Shut up and listen. This thing here, which looks like a wooden club, is actually several pieces of particular wood cunningly put together in a certain way so that the whole thing is sprung, like a dance floor. It's for hitting cricket balls with. If you get it right, the cricket ball will travel two hundred yards in four seconds, and all you've done is give it a knock like knocking the top off a bottle of stout, and it makes a noise like a trout taking a fly... (He clucks his tongue to make the noise.) What we're trying to do is to write cricket bats, so that when we throw up an idea and give it a little knock, it might ... travel ... (He clucks his tongue again and picks up the script.) Now, what we've got here is a lump of wood of roughly the same shape trying to be a cricket bat, and if you hit a ball with it, the ball will travel about ten feet and you will drop the bat and dance about shouting 'Ouch!' with your hands stuck into your armpits. (Indicating the cricket bat.) This isn't better because someone says it's better, or because there's a conspiracy by the MCC to keep cudgels out of Lords. It's better because it's better...

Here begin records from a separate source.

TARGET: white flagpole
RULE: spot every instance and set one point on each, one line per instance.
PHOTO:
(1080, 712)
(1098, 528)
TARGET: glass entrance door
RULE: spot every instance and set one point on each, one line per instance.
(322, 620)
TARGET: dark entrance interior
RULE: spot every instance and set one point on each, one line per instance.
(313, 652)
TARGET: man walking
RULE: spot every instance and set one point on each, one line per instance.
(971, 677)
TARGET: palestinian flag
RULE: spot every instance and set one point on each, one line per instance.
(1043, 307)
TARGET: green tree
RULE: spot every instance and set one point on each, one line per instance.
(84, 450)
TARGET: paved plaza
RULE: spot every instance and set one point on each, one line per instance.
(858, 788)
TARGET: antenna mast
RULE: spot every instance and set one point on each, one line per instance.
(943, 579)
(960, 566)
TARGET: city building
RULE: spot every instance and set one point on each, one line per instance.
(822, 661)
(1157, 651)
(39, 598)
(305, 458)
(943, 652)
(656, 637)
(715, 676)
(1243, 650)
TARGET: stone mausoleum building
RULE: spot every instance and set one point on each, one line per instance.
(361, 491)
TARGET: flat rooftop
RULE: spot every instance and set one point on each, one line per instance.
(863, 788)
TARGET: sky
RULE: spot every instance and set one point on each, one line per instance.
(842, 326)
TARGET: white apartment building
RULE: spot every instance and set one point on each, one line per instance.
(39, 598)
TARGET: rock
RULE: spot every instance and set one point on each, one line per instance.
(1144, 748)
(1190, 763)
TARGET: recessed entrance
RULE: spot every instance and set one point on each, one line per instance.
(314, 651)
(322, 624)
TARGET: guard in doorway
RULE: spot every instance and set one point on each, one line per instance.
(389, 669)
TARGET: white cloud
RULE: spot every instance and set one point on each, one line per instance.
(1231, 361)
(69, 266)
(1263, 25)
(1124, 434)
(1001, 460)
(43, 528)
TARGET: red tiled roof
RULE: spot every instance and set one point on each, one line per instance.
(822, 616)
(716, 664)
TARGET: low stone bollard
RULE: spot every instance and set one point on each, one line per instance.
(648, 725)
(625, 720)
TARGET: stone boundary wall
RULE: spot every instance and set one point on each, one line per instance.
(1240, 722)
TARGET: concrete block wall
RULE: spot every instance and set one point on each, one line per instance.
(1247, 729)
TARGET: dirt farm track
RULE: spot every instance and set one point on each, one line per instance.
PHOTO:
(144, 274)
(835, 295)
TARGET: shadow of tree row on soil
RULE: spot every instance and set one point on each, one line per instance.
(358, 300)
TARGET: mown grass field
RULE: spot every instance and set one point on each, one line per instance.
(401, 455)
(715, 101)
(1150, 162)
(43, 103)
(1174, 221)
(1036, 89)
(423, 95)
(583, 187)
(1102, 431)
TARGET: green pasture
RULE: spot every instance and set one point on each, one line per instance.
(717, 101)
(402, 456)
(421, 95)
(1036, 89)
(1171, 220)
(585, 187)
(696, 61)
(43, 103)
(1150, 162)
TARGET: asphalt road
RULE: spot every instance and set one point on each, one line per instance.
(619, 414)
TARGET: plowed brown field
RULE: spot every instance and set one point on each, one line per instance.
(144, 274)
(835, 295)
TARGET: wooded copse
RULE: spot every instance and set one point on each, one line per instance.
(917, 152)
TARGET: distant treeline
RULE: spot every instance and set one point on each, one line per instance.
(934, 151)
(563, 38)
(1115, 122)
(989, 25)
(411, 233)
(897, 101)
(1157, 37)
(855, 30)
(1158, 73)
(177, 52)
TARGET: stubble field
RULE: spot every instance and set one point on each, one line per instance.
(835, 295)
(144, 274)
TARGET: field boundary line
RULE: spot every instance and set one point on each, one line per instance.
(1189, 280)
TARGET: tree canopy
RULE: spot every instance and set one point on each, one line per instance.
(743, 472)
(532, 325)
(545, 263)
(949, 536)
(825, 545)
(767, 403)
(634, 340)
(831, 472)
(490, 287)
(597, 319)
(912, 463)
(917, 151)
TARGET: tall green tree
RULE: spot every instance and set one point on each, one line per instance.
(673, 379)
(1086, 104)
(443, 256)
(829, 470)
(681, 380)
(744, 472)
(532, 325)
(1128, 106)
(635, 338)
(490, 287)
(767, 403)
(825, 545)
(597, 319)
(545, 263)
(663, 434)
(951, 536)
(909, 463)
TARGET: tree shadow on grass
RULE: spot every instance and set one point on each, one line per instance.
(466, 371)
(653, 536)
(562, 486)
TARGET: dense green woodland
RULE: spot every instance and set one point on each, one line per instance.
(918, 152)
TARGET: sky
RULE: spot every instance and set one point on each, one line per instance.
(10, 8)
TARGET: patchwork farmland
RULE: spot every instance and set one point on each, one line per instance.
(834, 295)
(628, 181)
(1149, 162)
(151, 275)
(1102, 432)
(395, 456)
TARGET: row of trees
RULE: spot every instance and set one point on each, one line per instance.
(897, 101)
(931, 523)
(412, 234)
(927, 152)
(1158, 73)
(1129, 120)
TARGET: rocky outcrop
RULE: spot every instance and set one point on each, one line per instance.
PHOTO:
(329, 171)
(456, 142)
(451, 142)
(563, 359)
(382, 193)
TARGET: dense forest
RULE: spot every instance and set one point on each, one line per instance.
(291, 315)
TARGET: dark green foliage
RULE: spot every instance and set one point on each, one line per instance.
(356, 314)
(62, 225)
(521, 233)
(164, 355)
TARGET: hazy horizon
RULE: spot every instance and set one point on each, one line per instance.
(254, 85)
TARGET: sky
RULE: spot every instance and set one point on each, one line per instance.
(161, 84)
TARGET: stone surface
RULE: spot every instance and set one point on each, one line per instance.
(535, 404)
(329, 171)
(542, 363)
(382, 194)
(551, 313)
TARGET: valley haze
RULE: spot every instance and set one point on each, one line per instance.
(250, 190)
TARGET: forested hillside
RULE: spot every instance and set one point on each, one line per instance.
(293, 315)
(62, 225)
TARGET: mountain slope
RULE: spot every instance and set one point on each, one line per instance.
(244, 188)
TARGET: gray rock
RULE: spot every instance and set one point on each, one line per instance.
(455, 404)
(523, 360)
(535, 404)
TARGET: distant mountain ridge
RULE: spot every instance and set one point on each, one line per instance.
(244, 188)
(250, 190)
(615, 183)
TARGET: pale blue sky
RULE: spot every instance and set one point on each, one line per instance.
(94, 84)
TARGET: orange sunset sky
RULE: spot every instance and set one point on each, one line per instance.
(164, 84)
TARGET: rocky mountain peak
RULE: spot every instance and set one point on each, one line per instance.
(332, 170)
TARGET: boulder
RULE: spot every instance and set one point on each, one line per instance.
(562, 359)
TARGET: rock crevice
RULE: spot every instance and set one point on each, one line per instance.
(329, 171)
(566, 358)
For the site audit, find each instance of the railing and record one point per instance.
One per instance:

The point here, of course, is that a play is a tool. You don't judge tools by some sort of arbitrary or subjective standard. You judge tools based on how well they get the job done. The job of a play might be to inform, entertain, or persuade (in the case of Brodie's play, to take action); a well written play will do its job better.

The scene interesting for many other reasons as well, but to apprecate them all you really need to go see it. As soon as possible, it's quite good.